Late on Monday night, Russian security forces broke down Kirill Ukraintsev’s front door and launched a full-scale raid on his Moscow flat. Kirill is co-chair of Courier, an independent trade union. The other co-chair, Said Shamhalov, was simultaneously abducted and could not be reached for hours. Said is currently safe, but at the time of writing Kirill is still in custody. The raid on Kirill lasted four hours, deep into the night. His lawyer and a journalist were denied entry throughout. 
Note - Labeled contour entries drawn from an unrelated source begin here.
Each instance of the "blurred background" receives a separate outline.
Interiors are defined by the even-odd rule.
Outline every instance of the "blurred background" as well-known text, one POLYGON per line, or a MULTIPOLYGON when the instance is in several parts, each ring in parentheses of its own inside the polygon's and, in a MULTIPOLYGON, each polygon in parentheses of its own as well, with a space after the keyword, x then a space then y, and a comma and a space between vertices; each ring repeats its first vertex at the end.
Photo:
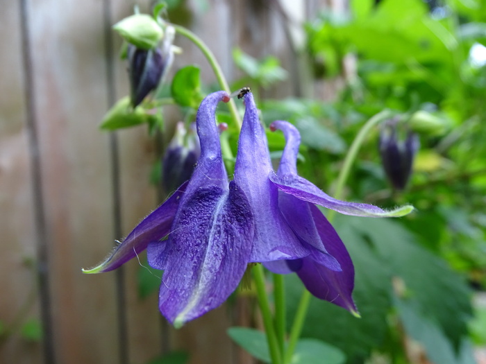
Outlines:
MULTIPOLYGON (((342 363, 486 363, 486 1, 167 3, 168 19, 208 45, 232 89, 251 87, 267 125, 297 126, 299 173, 330 194, 374 114, 392 110, 399 139, 420 140, 406 187, 397 187, 383 168, 380 128, 367 138, 346 199, 417 211, 336 218, 362 318, 315 300, 303 337, 340 349, 342 363)), ((151 13, 152 1, 137 3, 151 13)), ((156 137, 145 125, 99 128, 129 92, 111 26, 134 5, 2 2, 0 363, 256 363, 226 335, 231 326, 261 327, 251 290, 174 330, 158 311, 160 273, 144 257, 81 274, 164 200, 162 154, 187 115, 164 108, 156 137)), ((217 89, 200 51, 179 35, 174 44, 183 53, 169 86, 178 69, 196 64, 203 93, 217 89)), ((226 132, 235 148, 237 131, 226 132)), ((281 150, 283 137, 269 137, 281 150)), ((287 288, 291 323, 303 288, 294 277, 287 288)))

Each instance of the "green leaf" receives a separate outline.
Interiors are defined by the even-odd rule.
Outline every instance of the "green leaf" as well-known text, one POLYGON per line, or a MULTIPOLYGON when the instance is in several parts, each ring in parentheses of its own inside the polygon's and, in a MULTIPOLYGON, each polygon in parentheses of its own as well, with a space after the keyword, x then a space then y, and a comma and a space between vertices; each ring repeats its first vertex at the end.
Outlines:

The raid marked the fourth consecutive day of a wildcat strike called by Courier. The industrial action was coordinated by couriers at Delivery Club, joined by colleagues at Yandex Food. Both companies provide aggregator food delivery services, and are in direct competition.  

The background

Russia’s invasion of Ukraine has aggravated a world economic crisis. Sanctions, mass exodus of foreign companies, a drop in consumer purchasing power and demand have hit corporate profits. Thousands of fast-food restaurants in Russia are owned by just a handful of multinationals; as these pause operations or pull out, delivery aggregators watch their supply chains rupture. 

Barred from foreign markets, and with no government bailout in sight, the sector turned up the exploitation dial on its casualised workforce. Delivery Club altered the algorithm for calculating couriers’ earnings per completed order. In the vast majority of cases this has amounted to an extortionate pay cut. Couriers report an average 20% income loss. Some now take home as little as 2000 roubles (£21) at the end of the working day. And yet couriers say they are forced to walk, cycle and drive further to complete deliveries.

Yandex Eats pushed driver tariffs down to pedestrian and cyclist courier levels. All this is against the backdrop of a 14% inflation rate and a major cost of living crisis

For couriers, this is a worrying roll back on hard-won changes to their material conditions. 

In 2020 – the same year it made a record £26 million in the second quarter – Delivery Club baked a minefield of punishments and sanctions for couriers into its app. 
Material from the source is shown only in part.